Availability of Data and Materials
The datasets used and/or analyzed during the current study are available from the corresponding author on request.
Acknowledgements
We would not have been able to complete this study without the contributions of the Clinical Oncology, Department of ORCI, and staff of the ORCI cancer registry department, particularly Mr. Jaffari Omary.
Authors’ Contribution
Concept and design: Alita S. Mrema, Emmanuel Lugina, Salama Iddy;
Collection and assembly of data: Salama Iddy, Alita S. Mrema, Emmanuel Lugina;
Data analysis and interpretation: Emmanuel L. Lugina, Alita S. Mrema;
Financial support: Alita S. Mrema, Emmanuel Lugina;
Manuscript writing: Emmanuel L. Lugina, Alita Mrema;
Final approval of manuscript: Alita S. Mrema, Salama Iddy, Emmanuel L. Lugina;
Agree to be accountable for all aspects of work: Alita S. Mrema, Salama, Mamsau Ngoma, Nanzoke Mvungi, and Emmanuel L. Lugina.
Appendix
The questionnaire
1) Hospital registration number …………….
2) Age (Years) ………..
3) Gender
a) Female
b) Male
4) Presenting symptoms (Circle all that apply)
a) Headache
b) Dizziness
c) Weakness
d) Seizures
e) Blindness
f) Loss of balance
g) Amnesia
h) Loss of consciousness
i) Incontinence
5) What lobe of affected?
a) Parietal
b) Frontal
c) Temporal
d) Occipital
6) Histology ………………….
7) Grade ……………………..
a) Low grade
b) High Grade
8) Year of diagnosis …………..
9) Type of surgery
a) Gross tumor resection
b) Subtotal tumor resection
10) Was adjuvant radiotherapy given?
a) Yes
b) No
11) Type of radiotherapy
a) 2D radiotherapy
b) Conformal radiotherapy
12) Dose of radiotherapy in 2Gy fractions …………

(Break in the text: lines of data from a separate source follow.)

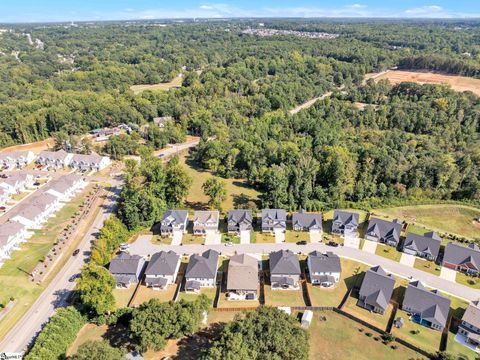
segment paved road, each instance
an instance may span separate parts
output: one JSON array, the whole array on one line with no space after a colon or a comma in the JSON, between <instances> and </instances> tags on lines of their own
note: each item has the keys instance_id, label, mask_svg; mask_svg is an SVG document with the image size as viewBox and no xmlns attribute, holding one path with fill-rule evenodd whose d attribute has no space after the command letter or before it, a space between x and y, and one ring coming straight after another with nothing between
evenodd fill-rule
<instances>
[{"instance_id":1,"label":"paved road","mask_svg":"<svg viewBox=\"0 0 480 360\"><path fill-rule=\"evenodd\" d=\"M0 343L2 352L21 352L32 342L42 326L55 313L56 309L66 305L71 290L75 287L69 278L78 274L90 256L90 240L102 228L103 222L111 215L120 191L120 184L116 183L112 192L107 195L102 210L95 218L92 226L82 239L80 254L70 257L65 266L59 271L52 282L42 292L29 311L17 322ZM67 254L69 256L69 254Z\"/></svg>"},{"instance_id":2,"label":"paved road","mask_svg":"<svg viewBox=\"0 0 480 360\"><path fill-rule=\"evenodd\" d=\"M457 284L452 281L442 279L439 276L427 273L425 271L406 266L399 262L386 259L384 257L371 254L359 249L339 246L331 247L323 243L296 245L293 243L282 244L238 244L234 246L225 245L181 245L181 246L169 246L169 245L154 245L149 241L136 241L130 246L131 254L138 254L143 256L152 255L160 250L173 250L178 254L196 254L201 253L208 249L214 249L224 255L233 255L235 253L250 253L250 254L264 254L267 255L272 251L280 249L289 249L293 252L309 253L314 250L322 252L332 251L340 257L352 259L362 262L364 264L375 266L380 265L388 272L402 278L409 278L420 280L427 286L435 289L439 289L441 292L450 294L467 301L478 300L480 298L480 291L474 290L467 286Z\"/></svg>"},{"instance_id":3,"label":"paved road","mask_svg":"<svg viewBox=\"0 0 480 360\"><path fill-rule=\"evenodd\" d=\"M195 147L199 143L200 143L200 138L195 137L192 140L181 143L181 144L169 145L169 147L166 148L166 149L156 151L155 155L156 156L161 156L162 158L169 158L170 156L175 155L175 154L179 153L180 151Z\"/></svg>"}]
</instances>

13) Was concurrent chemotherapy given?
a) Yes
b) No
14) Type of chemotherapy given ……………………
15) Date at last contact
16) Status at last contact
a) Alive
b) Dead
c) Loss to follow up
Abbreviation
GBM: Glioblastoma multiforme; EQD2: Equivalent dose in 2Gy fractions; ASR: Age-standardized rate; HDI: Human development Index; CNS: Central nervous system; GTR: Gross tumor resection; STR: Subtotal tumor resection.